Learning to eat Khinkhali

Learning to eat Khinkhali

I always tell families that no matter where they travel to, they’ll always find something for the kids to eat.

But in some extreme cases this may be more difficult to achieve. Definitely the most challenging destination that we have traveled to food-wise was the Republic of Georgia.

This former Soviet Republic was in days gone by a famous vacation spot renowned for its incredible food and famous wines. Things have changed though. While it is certainly one of the most fascinating destinations we have ever been to, we found eating a huge challenge!

Georgians regard their food very highly – it is a mix of West and East using  plenty of pomegranates, walnuts and other exotic ingredients. The Khachapuri cheese bread is famous as are the Khinkali dumplings.

But for us the challenges were many:

1) Language – we like to know what it is we are eating. Outside of the capital Tbilisi, it was almost impossible to find a menu in English (or any other language for that matter) and most Georgians don’t speak anything other than Georgian or perhaps Russian. The Georgian language has its own alphabet so even recognising familiar words is impossible.

2) Salt and salt and salt. Most things, especially salads, were doused in salt. It was mighty difficult to eat.

3) cholesterol – what’s that?

On our first day in Batumi, we ordered the specialty Adjara kachapuri cheese bread – it came with at least a pound of butter and a few eggs floating on top – if we had ordered one to share between the family I think it would have been ok, but we ordered five!! Live and learn.

Selling fruit out of the trunk of the car

Selling fruit out of the trunk of the car

So how did we cope? We went back to basics. We found grocery stores and made our own meals whenever we could. We bought fruit and took it back to the hotel. We stayed in homestays and guesthouses where someone spoke English and we could explain exactly what we wanted. In Tbilisi we found a Thai restaurant we loved and a local Georgian chain of restaurants that even the kids found they liked, and we even ate at McDonalds, something extremely rare in our family. Ask the kids today what their favorite meals in Georgia were, and invariably they’ll say McDonalds.

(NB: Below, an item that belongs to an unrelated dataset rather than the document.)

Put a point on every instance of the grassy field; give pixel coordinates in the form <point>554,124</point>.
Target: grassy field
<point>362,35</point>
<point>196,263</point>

As for drinks, this was no problem. Georgia produces all kinds of incredible lemonades – and the kids loved these. Fruit juices and sodas were common, though we didn’t like the very famous mineral water, which was naturally salty.

And what about the local food? I enjoyed some of it a lot – the cheese bread was excellent most of the time, the yoghurt that we ate in the guest houses was incredibly fresh and seemingly came straight from the cows – it had clearly never seen a pasteurization facility, and the dumplings were outstanding. It’s just that by and large, the kids didn’t like any of it very much. As for the wine, the Georgians still make incredible wine – and I’d never heard of any of the varietals!

So, my advice if you find yourself in a similar situation is this:  use local supermarkets and create your own meals, and if that doesn’t work, at least find someone who speaks English to help you!